Problem Set on Abstract Choice and Choice under Uncertainty

EC 323

    INSTRUCTIONS: You will be graded not just on the correctness of your responses, but also on how efficient and precise your reasoning is. Superfluous sentences will be penalized, and no answer should be more than a couple of sentences long. The onus is on you to demonstrate that your understanding of the material is clear.

    DUE DATE: 04/02/2021

    Q1. (Behavioral Distinctions) One would hope that two agents with different psychology can always be distinguished through their behavior. While they sometimes can, it is not always the case. This question explores this.

    (a) Suppose that an agent is offered money: she can choose any dollar amount upto $M. We see that she chooses

C({0, 1, ..., M}) = {M}.

    Show by example that this choice can be explain equally well by (i) utility maximization with diminishing marginal utility for money, and (ii) utility max-imization with increasing marginal utility for money.

    (b) Consider an agent who has to choose how many donuts to eat. He exhibits the choices

C({1, 2}) = {1, 2}andC({1, 2, 3}) = {2, 3}.

    Can these choices be explained by (i) maximization of a complete and transitive preference? (ii) satisficing? (iii) regret aversion?

    (c) Suppose now that the donut-eating agent exhibits the following choices:

C({1, 2}) = {1}andC({1, 2, 3}) = {2}.

    Can these choices be explained by (i) maximization of a complete and transitive preference? (ii) satisficing? (iii) motivated reasoning?

    Q2. (Motivated Reasoning and Intelligence) In the context of the motivated reasoning model, consider two agents who have the same true dark desires given by u(c) > u(b) > u(a). Show by a simple example that if agent A is more adept at coming up with rationales than agent B, then she can satisfy her true desires while agent B may not.

    Q3. (Reference-Dependence and Satisficing) Economic theory pre-dicts that increases in wages normally lead to increases in the supply of labor. However, a popular study shows that cab drivers in New York City work longer hours on days when their per-hour wage is low, and it explains this in terms of cab drivers with a target revenue for the day that acts as their reference point.1 In this problem you are asked to show that the cab drivers’ behavior can also be accommodated within a version of the Satisficing model: the agent has a maximum of 12 hrs in a day that she can work, and her aspiration is not a utility level, but a target of making at least $500 in a work day. Her utility from working q hours at an hourly rate w is given by wq − 5q2 (so she likes total income but dislikes working). If her target is not achievable, then she just maximizes her utility. If the target level of income is achievable, then she chooses any feasible number of hours that yield at least her target income.

    Formulate the model by doing the following (warning: (i) and (ii) require care):

    (i) Specify the choice domain.

    (ii) Write the agent’s menu when the hourly rate is w.

    (iii) Determine the agent’s choice from menus corresponding to wages $20/hr and $50/hr respectively.2

    (iv) Point out how the choices relate to the finding in the study.
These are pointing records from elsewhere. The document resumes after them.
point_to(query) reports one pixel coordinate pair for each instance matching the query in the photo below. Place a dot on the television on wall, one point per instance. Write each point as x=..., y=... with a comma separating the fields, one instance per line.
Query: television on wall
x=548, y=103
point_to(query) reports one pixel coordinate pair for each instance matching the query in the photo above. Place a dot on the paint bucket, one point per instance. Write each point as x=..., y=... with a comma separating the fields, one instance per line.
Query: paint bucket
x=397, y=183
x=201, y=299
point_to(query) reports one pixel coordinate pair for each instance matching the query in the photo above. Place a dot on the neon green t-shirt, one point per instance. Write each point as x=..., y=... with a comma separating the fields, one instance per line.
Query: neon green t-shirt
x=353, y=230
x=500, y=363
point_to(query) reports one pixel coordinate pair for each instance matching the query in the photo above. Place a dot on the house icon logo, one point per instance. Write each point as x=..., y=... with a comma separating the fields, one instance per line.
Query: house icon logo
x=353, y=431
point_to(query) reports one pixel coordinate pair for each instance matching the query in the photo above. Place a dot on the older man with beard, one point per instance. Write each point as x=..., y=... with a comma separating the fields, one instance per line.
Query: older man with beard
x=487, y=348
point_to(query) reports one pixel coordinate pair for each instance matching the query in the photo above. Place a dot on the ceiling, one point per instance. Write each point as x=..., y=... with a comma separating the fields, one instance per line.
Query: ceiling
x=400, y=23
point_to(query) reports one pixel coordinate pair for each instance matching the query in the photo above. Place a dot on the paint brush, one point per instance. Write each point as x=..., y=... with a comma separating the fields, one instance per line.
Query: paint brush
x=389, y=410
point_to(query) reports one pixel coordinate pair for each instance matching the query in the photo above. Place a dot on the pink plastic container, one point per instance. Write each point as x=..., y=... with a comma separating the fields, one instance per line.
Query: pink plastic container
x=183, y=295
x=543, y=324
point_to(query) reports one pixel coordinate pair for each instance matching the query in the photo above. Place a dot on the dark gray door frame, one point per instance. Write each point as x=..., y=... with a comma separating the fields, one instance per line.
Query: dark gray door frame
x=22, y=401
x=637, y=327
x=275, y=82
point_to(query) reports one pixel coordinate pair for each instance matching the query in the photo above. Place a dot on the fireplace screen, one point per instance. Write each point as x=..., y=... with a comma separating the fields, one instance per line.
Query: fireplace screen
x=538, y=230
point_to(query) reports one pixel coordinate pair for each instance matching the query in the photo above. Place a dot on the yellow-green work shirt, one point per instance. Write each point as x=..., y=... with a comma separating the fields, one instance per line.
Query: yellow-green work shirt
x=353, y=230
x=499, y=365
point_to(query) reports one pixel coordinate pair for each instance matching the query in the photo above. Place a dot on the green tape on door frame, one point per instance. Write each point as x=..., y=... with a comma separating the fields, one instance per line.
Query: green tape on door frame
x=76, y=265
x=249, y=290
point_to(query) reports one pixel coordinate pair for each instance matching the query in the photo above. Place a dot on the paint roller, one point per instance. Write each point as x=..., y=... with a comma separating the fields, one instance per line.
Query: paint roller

    Q4. (Loss Aversion and Trade) A popular idea in economics (based on the so-called Coase Theorem) is that regardless of goods are allocated in an economy, people will trade their way to an efficient equilibrium. For instance, if there is one good and two agents, then no matter who starts by owning the good, the good will eventually be owned by the person who values it the most. In this problem we revisit this idea in the context of loss-aversion.

    Suppose there is a free concert that takes place every year, and agent A (resp. agent B) gets $50 (resp. $60) worth of utility from attending that concert in any year. The tickets to the concert are in excess demand every year. In 2018, agent A managed to get the ticket from the ticket office while agent B did not, and in 2019, B managed to get the ticket from the ticket office and A did not.

    (a) From the perspective of standard theory (where the utility of an alter-native is measured in dollar terms and any dollar payments are subtracted from it), what is the range of prices (if there exists any) in 2018 at which A would be willing to sell the ticket and B will be willing to buy it? What is the range in 2019 at which B would be willing to sell the ticket and A would be willing to buy it? For each of these years, say whether trade will take place and say who will end up with the ticket.

    (b) Suppose instead that the agents are reference-dependent and loss averse, in that the ticket-holder looks forward to attending the concert and incurs a $20 disutility if he does not end up going, while the agent who does not have the ticket expects not to go and experiences no loss if he does not end up going. Redo the analysis in part (a).